A grande lição da gestão Doria em
SP é que se deve fazer uma grande festa no anúncio de obras irrealizáveis.
Ninguém vai lembrar quando não der certo. O fracasso do processo de
privatização de Interlagos teve espaço quase nulo na mídia e Doria já pôde
aproveitar os benefícios políticos do projeto que não aconteceu. A mesma coisa
acontece agora com o autódromo do Rio. A quantidade de absurdos do projeto é
inumerável e o anúncio de construção do autódromo poderia estar no roteiro de
um filme surreal de Buñuel. Num primeiro momento, Bolsonaro diz que o autódromo
será construído num terreno do Exército e será todo bancado pela iniciativa
privada, “com custo zero para os cofres públicos”. A primeira questão básica é,
se o terreno é público, logo há um custo na doação deste terreno, certo? É algo
público que deixará de ser público por um valor de zero reais, logo???? A segunda
parte é quem exatamente na iniciativa privada vai bancar o projeto? As mesmas
empresas interessadas nos projetos de Doria em SP? Bolsonaro e Witzel
anunciaram um custo de de R$ 850 milhões para o projeto. Quem calculou este valor?

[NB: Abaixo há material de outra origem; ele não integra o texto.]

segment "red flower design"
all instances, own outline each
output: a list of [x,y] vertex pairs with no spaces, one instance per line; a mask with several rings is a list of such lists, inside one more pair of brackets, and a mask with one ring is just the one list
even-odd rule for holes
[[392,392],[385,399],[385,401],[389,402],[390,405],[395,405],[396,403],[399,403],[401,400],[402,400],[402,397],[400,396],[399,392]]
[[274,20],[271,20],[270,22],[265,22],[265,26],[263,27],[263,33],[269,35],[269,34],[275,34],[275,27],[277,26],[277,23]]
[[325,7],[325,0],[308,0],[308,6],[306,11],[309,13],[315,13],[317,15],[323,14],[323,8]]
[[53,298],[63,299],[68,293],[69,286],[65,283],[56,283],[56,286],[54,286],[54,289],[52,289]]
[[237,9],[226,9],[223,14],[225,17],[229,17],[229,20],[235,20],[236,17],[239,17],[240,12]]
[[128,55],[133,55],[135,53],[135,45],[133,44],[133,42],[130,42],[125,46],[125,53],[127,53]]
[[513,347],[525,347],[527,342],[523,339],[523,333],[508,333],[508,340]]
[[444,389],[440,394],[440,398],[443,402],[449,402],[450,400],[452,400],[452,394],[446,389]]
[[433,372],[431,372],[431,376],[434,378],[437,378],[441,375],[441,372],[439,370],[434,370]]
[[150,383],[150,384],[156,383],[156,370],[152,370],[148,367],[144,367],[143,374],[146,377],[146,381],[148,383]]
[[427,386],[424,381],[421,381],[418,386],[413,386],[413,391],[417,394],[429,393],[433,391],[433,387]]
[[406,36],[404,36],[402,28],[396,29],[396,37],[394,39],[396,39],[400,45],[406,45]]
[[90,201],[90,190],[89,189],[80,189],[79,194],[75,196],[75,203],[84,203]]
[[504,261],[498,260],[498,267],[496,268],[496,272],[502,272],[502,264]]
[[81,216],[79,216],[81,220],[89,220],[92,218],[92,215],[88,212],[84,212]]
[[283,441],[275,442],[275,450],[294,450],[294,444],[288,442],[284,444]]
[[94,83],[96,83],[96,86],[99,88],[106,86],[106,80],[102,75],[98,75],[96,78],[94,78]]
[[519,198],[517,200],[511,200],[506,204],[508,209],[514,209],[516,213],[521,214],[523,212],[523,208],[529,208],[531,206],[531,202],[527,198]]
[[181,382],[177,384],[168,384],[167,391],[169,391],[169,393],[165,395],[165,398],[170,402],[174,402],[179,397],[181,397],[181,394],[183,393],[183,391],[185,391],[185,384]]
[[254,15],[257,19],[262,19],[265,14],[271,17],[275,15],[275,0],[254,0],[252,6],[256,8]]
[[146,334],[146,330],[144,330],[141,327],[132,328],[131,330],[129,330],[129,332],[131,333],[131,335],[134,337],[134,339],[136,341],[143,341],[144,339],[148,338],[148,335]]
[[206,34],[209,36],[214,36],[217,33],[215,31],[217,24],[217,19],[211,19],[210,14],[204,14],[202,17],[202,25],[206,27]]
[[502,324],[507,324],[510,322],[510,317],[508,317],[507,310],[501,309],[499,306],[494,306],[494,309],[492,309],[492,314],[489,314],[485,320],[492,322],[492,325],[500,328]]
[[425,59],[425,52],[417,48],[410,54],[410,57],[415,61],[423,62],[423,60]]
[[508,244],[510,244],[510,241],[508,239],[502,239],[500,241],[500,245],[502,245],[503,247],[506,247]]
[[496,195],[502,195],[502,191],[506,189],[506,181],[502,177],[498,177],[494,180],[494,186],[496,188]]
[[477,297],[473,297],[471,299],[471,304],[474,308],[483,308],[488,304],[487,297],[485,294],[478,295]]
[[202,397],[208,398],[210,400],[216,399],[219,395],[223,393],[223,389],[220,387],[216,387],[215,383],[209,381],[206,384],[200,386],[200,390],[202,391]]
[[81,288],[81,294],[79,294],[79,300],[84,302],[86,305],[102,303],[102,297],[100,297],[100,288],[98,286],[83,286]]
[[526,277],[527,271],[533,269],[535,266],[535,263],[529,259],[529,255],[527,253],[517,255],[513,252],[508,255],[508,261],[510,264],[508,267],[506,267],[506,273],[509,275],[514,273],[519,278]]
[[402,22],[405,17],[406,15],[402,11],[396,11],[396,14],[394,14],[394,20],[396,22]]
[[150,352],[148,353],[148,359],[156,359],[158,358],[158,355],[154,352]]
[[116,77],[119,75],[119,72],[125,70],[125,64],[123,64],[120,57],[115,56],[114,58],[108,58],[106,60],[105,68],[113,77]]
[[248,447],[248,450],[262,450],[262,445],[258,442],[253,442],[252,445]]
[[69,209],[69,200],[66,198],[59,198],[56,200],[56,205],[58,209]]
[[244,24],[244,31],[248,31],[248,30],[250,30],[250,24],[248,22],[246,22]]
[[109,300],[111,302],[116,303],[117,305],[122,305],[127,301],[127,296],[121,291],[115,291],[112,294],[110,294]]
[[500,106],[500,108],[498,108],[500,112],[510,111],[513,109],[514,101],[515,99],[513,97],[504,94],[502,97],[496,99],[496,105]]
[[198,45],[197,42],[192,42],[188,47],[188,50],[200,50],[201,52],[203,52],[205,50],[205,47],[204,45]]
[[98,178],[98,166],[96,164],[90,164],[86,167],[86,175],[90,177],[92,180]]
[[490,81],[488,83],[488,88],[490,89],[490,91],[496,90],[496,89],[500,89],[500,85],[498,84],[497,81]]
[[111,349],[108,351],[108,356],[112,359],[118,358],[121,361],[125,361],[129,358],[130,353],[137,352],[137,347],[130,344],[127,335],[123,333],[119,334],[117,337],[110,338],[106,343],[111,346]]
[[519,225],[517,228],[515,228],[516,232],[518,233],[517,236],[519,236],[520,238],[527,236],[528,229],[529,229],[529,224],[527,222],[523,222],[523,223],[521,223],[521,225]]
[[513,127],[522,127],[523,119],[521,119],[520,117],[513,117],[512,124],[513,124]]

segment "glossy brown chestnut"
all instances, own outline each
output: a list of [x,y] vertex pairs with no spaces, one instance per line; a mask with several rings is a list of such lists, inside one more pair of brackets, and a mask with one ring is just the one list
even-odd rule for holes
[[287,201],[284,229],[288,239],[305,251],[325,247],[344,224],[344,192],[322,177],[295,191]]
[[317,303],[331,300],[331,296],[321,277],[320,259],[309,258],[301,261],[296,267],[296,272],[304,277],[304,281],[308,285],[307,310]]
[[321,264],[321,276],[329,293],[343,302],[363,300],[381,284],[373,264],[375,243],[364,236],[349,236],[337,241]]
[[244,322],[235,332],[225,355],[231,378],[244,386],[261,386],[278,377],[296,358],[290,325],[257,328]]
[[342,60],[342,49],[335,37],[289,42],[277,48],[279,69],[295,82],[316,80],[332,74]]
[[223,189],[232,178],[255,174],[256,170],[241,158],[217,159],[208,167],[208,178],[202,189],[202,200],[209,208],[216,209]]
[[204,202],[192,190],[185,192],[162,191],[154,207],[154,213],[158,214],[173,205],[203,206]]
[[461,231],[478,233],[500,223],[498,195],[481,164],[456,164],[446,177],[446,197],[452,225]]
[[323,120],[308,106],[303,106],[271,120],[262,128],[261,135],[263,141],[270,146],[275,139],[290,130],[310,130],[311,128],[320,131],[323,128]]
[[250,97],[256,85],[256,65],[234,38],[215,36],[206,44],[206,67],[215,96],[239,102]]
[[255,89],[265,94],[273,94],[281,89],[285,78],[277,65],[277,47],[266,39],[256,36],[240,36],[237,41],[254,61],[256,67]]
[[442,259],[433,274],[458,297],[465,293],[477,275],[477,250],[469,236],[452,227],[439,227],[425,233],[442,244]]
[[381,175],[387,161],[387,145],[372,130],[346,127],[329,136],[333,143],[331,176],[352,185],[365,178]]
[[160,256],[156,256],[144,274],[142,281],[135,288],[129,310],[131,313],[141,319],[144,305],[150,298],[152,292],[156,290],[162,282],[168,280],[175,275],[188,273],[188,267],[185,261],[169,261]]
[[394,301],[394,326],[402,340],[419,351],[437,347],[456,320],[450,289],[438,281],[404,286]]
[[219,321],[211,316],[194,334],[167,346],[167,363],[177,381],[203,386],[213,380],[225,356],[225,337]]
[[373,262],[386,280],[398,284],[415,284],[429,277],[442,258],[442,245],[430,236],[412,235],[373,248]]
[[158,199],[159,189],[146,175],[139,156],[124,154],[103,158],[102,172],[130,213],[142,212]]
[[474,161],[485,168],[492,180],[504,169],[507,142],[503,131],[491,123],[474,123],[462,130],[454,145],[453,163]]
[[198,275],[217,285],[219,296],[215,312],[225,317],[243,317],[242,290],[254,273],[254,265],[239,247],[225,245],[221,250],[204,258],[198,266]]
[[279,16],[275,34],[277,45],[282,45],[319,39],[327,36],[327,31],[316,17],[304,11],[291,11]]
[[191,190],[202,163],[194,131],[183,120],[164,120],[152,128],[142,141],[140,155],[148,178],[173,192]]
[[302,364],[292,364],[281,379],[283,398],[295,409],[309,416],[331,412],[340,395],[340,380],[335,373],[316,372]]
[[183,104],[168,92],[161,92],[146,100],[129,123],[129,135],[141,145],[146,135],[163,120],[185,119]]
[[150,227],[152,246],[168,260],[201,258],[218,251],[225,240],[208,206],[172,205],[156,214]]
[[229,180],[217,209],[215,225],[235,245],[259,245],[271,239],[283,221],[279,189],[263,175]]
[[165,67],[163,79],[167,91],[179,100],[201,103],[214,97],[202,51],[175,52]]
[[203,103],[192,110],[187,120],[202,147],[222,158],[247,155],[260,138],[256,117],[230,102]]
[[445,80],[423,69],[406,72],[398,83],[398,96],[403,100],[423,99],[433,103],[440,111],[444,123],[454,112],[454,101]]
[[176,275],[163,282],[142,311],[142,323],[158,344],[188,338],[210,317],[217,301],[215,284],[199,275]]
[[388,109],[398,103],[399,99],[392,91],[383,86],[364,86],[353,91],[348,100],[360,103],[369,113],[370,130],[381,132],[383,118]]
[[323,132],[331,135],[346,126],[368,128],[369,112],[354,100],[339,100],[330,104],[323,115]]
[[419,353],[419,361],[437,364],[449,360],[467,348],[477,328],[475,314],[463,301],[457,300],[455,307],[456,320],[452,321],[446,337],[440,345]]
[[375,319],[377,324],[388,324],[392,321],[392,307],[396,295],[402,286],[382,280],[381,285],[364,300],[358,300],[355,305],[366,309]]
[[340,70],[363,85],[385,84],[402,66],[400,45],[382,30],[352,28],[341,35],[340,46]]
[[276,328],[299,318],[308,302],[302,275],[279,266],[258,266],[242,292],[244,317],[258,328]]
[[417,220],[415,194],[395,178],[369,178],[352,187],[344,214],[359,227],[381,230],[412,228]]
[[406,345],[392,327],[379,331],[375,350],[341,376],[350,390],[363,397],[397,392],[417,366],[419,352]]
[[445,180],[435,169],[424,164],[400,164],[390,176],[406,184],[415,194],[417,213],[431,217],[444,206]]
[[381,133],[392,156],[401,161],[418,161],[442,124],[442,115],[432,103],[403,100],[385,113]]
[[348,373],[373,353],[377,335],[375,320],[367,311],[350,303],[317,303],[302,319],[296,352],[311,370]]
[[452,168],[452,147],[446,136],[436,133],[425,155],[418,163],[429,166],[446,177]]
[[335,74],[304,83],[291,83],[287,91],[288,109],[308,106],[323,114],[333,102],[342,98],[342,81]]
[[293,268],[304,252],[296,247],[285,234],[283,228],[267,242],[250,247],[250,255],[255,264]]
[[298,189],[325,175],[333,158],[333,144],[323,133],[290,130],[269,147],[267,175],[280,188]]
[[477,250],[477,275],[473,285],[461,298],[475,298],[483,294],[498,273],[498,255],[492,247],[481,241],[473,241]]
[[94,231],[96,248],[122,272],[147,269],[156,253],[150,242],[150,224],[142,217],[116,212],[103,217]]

Uma vez que ainda não há interessados, quem achou este valor? Diz Bolsonaro
ainda que o tempo de construção do autódromo é de oito meses e que ele já será
usado na corrida do Brasil em 2020. Fora a impossibilidade de construção de um
autódromo num prazo tão curto, a Fórmula 1 tem contrato com SP até 2020. Quem pagará
a multa pela mudança no local da corrida? A Fórmula 1 aceitará correr sem
testes num autódromo novo?
O autódromo do Rio provavelmente
não sairá. Se sair, será de uma forma totalmente diferente da anunciada pelo
maluco-mor e pelo juiz psicopata. Para eles, isto não importa. Ninguém se lembrará
deste assunto daqui a alguns meses. O maluco e o psicopata já conseguiram o
espaço que queriam. Aprenderam com Doria a manipular uma população sem memória
e que não presta atenção em nada. Para dar apenas um exemplo, a Reforma
Trabalhista geraria milhões de empregos. Não gerou. Agora é a Reforma da
Previdência que gerará milhões de empregos. Não se dão nem ao trabalho de mudar
de argumento. O futuro destes empregos gerados pelas Reformas é o mesmo do
autódromo de Bolsonaro e Witzel e das privatizações de Doria...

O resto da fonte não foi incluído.